– Думаешь, я дура, да!? – спросила она, когда увидела, как
я завис.
– А почему не в Американский сектор? Почему сюда? –
вместо ответа задал я вопрос. А в голове вовсю кружились
шестерёнки, сопоставляя факты, домыслы, слухи и новости.
– У американцев очень много девушек в экипажах. Феминизм и
эмансипация. Они просто дуреют, если им сказать, что мужчина может
что-то лучше их. Когда все начнётся и пойдут съёмки, я потеряюсь на
фоне остальных. А в Восточном секторе девушек меньше всего, зато
большие шансы на победу из-за большого численного перевеса.
– Победу в чем? – насторожился я.
– Не знаю! В шоу, наверное. – пожала девушка плечами. – Папа
просто сказал не менять лицо и фигуру в редакторе. Быть
естественной и почаще применять все приёмы, наработанные в школе
актёрского мастерства, но не постоянно, а учитывая обстоятельства.
И...
– Что? – снова насторожился я. Все веселее и веселее.
– И найти себе парня покрасивее, и тоже без маски. Высокого,
стройного, умного, выделяющегося. – Джинн забавно покраснела
и уже смутилась без всякого мастерства.
– Но ты ничего такого не думай. – тут же затараторила она,
приняв мой задумчивый вид за обиду. – Ты мне действительно
нравишься. И чем больше я времени с тобой провожу, тем больше
радуюсь тому, что подсела к тебе в баре. Ты совершенно не такой как
все.
Я поперхнулся. Черт! Вот мужики со своей логикой хрен меня
распознают, а алогичная девчонка тупо на одной интуиции и ощущениях
поняла, что я другой. Только ещё не поняла насколько.
– Я не обижаюсь! – улыбнулся я как можно искреннее. –
Просто задумался обо всем, что тут происходит. То, что ты
рассказала очень интересно.
– Да?! – она сама задумалась. – И что в этом интересного?
По-моему, это самая скучная система из всех.

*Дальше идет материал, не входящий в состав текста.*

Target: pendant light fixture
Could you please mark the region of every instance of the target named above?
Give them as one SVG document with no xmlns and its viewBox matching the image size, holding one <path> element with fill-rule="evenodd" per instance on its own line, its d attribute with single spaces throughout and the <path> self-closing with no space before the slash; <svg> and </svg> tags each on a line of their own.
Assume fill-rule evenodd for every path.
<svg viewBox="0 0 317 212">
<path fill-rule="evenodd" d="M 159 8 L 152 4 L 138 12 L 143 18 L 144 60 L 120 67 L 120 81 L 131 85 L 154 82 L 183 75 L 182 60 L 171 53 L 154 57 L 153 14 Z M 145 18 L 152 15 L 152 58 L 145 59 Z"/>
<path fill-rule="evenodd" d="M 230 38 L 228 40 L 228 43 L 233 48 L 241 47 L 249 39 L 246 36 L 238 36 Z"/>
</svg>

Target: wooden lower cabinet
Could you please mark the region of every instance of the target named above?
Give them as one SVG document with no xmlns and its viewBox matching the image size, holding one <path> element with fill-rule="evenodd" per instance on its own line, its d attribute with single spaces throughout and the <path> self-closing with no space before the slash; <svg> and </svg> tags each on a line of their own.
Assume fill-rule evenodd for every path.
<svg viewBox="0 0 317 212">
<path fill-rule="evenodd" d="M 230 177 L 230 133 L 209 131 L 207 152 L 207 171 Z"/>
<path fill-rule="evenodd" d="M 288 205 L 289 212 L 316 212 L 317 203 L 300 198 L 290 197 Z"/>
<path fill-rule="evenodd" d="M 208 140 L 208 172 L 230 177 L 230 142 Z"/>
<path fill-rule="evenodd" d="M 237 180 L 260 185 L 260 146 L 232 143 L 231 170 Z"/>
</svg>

– Это только пока. Скоро тут станет жарко как в короне
солнца.
– Правда? А почему?
– Потому что начнётся шоу! И одна девушка покорит всех
своими гримасками. – усмехнулся я.
– А пошли со мной? – предложила вдруг Джинн. – Я тебя представлю
своим, и получишь защиту нашего альянса. Пираньи не полезут на
тебя, если станешь одним из нас.
– Прости! – я покачал головой. – Я действительно не
могу.
– Почему? – она явно расстроилась. – Я тебе не нравлюсь, да?
Вот же ж женщины! Если что не так, сразу губы дуть и кричать: ты
чёрствый, жестокий мужлан, ты меня не любишь. И тут же в душе
появляется такое чувство вины, что хоть вешайся, глядя в эти
глазки, поддёрнутые влагой. Теперь только я понял, почему нас в
корпусе учили держать себя в узде при таких обстоятельствах.